Professor Shearer West, Vice Chancellor, Nottingham University

Case studies

Jin Talog

Jin Talog is an organic gin distillery based in Carmarthenshire. Since the transition period ended, they have found that increased duty and courier costs have made their product uncompetitive in what was once an expanding market for them within the EU. As both importers from and exporters to EU countries, Jin Talog are being hit twice by an increase in costly red tape.
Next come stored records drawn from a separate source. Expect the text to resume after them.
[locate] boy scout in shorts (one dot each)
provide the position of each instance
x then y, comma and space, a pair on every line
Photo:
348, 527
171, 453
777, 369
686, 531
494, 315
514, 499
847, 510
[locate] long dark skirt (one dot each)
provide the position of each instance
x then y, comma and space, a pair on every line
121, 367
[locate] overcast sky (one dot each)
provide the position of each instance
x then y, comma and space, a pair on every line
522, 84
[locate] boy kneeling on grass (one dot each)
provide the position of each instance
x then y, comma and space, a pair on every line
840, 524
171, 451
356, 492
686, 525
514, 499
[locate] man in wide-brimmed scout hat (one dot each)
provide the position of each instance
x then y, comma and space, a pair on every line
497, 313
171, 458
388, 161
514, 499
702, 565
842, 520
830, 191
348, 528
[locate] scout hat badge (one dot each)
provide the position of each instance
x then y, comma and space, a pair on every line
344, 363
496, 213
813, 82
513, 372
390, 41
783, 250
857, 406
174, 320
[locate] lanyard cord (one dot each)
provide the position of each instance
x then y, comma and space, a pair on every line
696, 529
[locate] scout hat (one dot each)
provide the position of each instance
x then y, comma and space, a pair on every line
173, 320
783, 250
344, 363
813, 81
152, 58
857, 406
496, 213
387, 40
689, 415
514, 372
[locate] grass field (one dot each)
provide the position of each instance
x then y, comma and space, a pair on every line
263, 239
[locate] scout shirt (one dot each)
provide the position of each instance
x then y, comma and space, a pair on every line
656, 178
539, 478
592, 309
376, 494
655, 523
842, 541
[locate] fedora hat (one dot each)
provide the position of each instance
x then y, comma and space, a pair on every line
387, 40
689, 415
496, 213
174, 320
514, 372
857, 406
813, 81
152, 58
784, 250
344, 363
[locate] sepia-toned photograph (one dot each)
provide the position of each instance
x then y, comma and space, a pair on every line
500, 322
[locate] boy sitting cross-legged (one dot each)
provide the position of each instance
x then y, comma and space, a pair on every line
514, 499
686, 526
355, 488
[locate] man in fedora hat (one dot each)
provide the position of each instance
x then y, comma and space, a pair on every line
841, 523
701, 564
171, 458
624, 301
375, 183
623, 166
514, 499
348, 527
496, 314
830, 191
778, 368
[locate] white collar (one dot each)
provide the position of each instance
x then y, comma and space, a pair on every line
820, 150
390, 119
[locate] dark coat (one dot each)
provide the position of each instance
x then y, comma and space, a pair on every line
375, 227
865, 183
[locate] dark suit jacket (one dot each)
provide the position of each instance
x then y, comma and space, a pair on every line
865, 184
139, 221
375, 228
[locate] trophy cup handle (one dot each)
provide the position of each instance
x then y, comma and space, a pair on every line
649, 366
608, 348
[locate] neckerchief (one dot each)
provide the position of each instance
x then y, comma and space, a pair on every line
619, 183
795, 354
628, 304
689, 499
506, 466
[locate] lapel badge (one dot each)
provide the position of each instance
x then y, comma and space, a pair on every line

David Thomas, Founder of Jin Talog said:

“Sending gin to the Netherlands used to be as simple as sending it to Northampton but sadly this is longer the case. We’ve already had large orders from loyal customers in the EU cancelled due to increased costs and delays caused by red tape are damaging our brand. The EU was a growing market for us and so far, orders from other countries fall far short of covering this loss. We are coping as best we can, for other Welsh businesses it will mean the shutters come down permanently.”

Foxglide

Foxglide is an Ayrshire based sportswear manufacturer. With manufacturing and half of their customers based in Europe, they have taken the decision to relocate all operations to the EU.
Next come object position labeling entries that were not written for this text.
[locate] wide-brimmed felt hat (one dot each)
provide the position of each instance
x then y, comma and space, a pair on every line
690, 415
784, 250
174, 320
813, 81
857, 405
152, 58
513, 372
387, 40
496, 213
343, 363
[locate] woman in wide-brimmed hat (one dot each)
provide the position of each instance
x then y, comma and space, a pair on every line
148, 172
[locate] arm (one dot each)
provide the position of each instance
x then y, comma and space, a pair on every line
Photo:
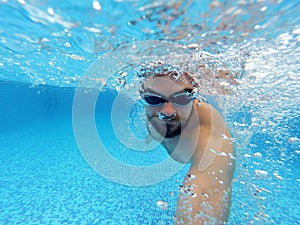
205, 195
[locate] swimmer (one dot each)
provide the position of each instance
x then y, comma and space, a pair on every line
192, 132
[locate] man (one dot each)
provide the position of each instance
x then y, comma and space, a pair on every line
192, 132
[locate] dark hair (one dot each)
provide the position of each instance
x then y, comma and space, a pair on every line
171, 74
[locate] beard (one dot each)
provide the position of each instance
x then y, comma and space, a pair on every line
165, 129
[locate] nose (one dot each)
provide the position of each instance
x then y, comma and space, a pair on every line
167, 111
167, 108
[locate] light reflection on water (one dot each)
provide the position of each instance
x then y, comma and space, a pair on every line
54, 43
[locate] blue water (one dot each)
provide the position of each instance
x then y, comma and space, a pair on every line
46, 48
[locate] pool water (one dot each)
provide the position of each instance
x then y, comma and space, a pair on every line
46, 48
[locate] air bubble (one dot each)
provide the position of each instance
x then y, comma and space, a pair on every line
294, 140
257, 155
162, 205
261, 173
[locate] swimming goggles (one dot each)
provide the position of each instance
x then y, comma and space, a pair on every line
178, 99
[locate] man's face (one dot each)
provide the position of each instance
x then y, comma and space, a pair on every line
169, 106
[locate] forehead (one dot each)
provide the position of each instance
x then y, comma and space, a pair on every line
166, 85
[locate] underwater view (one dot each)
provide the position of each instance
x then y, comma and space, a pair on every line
74, 133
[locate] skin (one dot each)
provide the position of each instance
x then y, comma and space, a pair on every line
204, 142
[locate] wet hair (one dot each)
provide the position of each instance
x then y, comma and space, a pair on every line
171, 74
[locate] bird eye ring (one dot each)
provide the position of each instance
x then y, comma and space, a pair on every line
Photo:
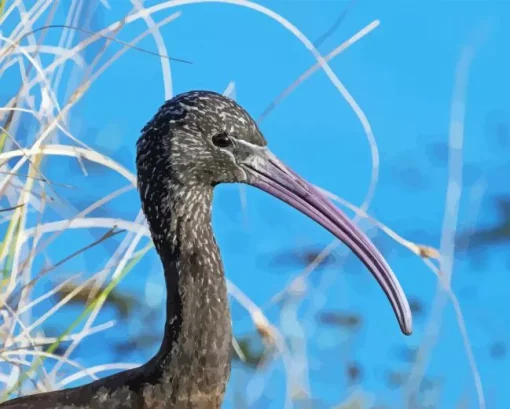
222, 140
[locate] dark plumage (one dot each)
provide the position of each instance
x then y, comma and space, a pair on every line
196, 141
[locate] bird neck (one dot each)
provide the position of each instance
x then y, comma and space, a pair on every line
194, 359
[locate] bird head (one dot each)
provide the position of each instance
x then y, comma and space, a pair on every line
204, 138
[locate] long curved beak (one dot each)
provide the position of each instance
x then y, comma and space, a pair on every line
267, 173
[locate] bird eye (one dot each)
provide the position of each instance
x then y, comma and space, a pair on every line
222, 140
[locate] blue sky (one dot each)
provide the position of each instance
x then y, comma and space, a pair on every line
402, 75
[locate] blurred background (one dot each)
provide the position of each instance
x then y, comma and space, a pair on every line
398, 108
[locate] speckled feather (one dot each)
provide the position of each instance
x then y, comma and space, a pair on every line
178, 168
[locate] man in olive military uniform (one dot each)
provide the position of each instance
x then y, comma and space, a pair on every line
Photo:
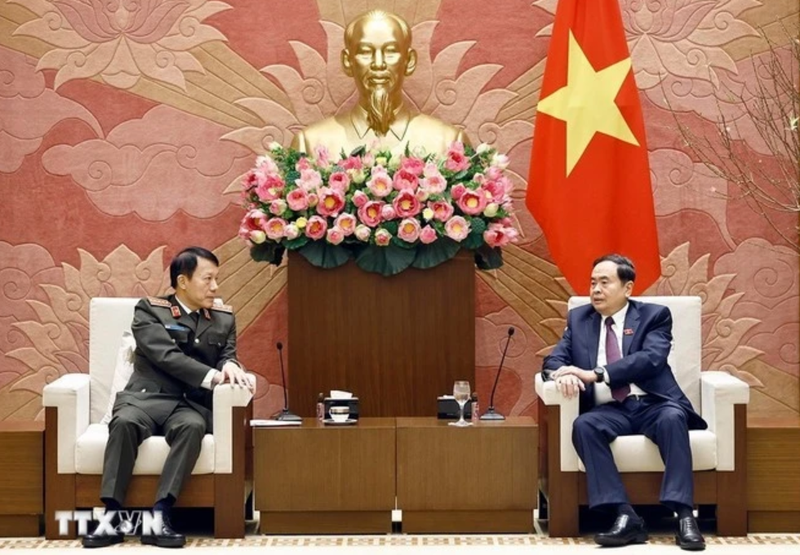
185, 345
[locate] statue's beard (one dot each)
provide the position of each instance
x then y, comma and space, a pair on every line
380, 113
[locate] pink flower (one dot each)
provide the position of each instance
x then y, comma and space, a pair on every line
387, 212
253, 220
382, 237
435, 184
380, 184
456, 160
275, 228
406, 204
352, 163
363, 233
442, 210
297, 199
335, 236
360, 198
309, 179
431, 169
292, 232
370, 213
499, 236
496, 189
269, 188
322, 156
404, 179
303, 164
472, 202
457, 228
346, 224
409, 230
414, 166
316, 228
277, 207
339, 181
331, 202
427, 235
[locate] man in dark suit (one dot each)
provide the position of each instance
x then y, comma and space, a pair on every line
185, 345
614, 355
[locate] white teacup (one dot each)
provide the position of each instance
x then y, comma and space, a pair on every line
340, 414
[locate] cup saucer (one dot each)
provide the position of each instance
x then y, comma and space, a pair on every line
331, 422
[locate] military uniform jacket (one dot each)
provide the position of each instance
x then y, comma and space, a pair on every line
173, 355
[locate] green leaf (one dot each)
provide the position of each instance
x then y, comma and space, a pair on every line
294, 244
386, 261
269, 252
435, 253
488, 258
324, 255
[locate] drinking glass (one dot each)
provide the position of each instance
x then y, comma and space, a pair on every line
461, 391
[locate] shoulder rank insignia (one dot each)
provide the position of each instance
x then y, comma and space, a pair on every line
158, 301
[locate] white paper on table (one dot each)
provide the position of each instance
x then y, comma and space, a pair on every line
274, 423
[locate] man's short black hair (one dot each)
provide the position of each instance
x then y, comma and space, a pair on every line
185, 263
625, 268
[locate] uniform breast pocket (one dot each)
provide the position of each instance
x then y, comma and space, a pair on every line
215, 340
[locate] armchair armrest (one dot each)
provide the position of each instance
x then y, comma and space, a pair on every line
226, 397
550, 396
719, 392
69, 394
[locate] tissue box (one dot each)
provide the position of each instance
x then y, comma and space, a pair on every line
447, 409
352, 402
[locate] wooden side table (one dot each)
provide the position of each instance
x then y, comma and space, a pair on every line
480, 479
21, 478
316, 479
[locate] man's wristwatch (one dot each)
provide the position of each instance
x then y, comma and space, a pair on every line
600, 372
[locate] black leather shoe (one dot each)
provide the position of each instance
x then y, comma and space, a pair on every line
689, 536
102, 540
166, 537
626, 530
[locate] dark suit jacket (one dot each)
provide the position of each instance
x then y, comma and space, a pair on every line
173, 356
644, 354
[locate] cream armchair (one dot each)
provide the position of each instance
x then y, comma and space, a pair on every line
718, 453
76, 435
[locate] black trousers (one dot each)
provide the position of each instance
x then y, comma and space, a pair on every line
183, 430
662, 421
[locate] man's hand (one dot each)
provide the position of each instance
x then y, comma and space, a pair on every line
571, 380
233, 374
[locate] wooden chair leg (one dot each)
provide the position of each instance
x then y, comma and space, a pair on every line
59, 489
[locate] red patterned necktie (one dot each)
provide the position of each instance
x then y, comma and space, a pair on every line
613, 355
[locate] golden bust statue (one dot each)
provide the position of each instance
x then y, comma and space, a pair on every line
378, 56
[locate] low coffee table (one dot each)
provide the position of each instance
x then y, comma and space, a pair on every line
316, 479
480, 479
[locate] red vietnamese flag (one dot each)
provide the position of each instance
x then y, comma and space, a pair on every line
589, 180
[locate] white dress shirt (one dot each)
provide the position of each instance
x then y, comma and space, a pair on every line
602, 393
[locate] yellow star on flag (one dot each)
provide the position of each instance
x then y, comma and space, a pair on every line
587, 104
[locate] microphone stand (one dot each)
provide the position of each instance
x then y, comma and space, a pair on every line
285, 415
491, 414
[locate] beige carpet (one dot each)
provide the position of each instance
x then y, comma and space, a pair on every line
399, 544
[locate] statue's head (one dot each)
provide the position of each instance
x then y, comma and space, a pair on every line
378, 55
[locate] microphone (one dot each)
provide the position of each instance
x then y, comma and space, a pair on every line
285, 414
492, 414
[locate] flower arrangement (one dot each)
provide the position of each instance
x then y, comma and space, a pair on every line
387, 213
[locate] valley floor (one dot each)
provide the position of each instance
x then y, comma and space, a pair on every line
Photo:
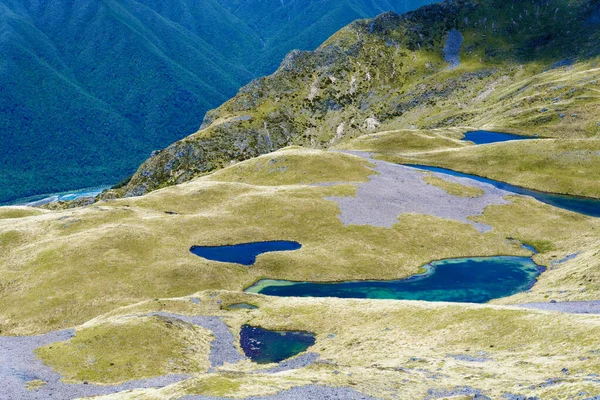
151, 318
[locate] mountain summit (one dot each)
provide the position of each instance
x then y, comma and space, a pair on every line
89, 88
458, 63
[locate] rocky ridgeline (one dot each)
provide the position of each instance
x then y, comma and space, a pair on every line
434, 67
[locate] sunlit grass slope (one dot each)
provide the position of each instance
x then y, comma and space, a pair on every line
119, 252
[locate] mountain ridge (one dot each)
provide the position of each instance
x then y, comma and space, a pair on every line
90, 89
390, 73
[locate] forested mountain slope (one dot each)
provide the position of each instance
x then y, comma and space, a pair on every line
89, 88
524, 66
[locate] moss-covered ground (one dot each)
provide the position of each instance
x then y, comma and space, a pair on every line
397, 349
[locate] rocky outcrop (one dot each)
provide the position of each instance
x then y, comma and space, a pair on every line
388, 72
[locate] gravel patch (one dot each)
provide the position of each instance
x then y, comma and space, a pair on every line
398, 189
19, 365
474, 394
309, 392
223, 349
574, 307
465, 357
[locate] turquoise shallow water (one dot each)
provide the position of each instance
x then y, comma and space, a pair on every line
264, 346
582, 205
472, 280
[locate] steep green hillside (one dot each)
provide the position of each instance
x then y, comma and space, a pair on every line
89, 89
524, 66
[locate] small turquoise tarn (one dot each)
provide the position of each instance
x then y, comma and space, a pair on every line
264, 346
465, 280
244, 253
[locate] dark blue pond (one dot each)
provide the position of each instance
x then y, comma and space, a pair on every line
244, 253
241, 306
264, 346
486, 137
466, 280
578, 204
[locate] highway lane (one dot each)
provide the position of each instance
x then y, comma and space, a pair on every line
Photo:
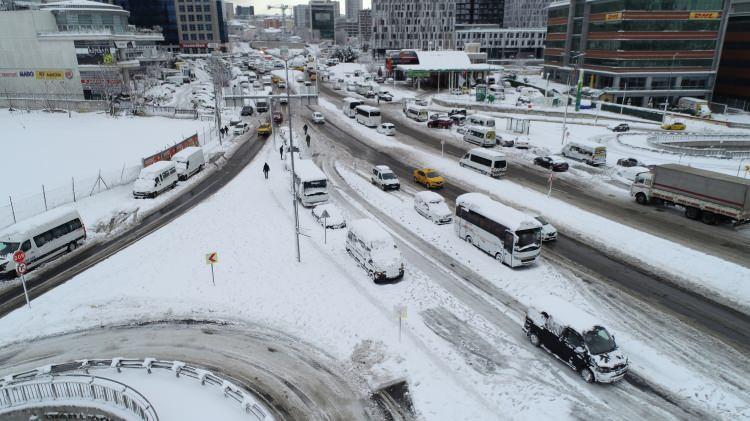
57, 273
668, 223
719, 321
Alan Mitchell, Founder and Company Director of Foxglide Sportswear said:

“It’s a decision we took a while to make as we hoped things would get better but shouldering more red tape, and more costs to import and export via the UK does not make sense when we manufacture in the EU and sell to Europe in such large quantities. It’s sad because our preference is definitely to stay in Scotland where we currently pay tax and develop our sales team.”

Flourochem

Fluorochem, employ 50 people in High Peak, Derbyshire. For 50 years have supplied chemicals for research and development mainly across Britain and Europe including to manufacturers of Covid vaccines. They spent approximately £250,000 on new IT systems and will now have to make similar investments in other countries to retain their EU client base

In his oral evidence to the Commission, Lee Jones, Managing Director of Fluorochem, said:

“We’ve investigated every possible solution…In a nutshell if nothing is resolved this year, because we cannot afford to sit around and wait for things to potentially come up in twelve months or two years, we will relocate. It is impossible to remain competitive in Europe by shipping from the UK using the current methods... It’s an absolutely crazy system." Mr Jones went on to recommended that a dedicated minister of trade for SMEs would be required to help.

Notes to Editors

  • Businesses wishing to submit evidence to the UK Trade and Business Commission can do so here

  • Australia contains eight of the ten largest farms in the world including Anna Creek which at  5.8 million acres is larger than Israel. (source)

  • The UK Trade and Business Commission was launched in April to provide independent scrutiny of the UK’s trade deals with Europe and the rest of the world. It brings together eleven MPs from all nine Westminster parties and all four nations of the UK, along with business leaders and expert economists. The Commission is co-convened by Hilary Benn MP and the Chairman of Virgin Group, Peter Norris, and the secretariat is provided by the cross-party, pro-internationalist group Best for Britain.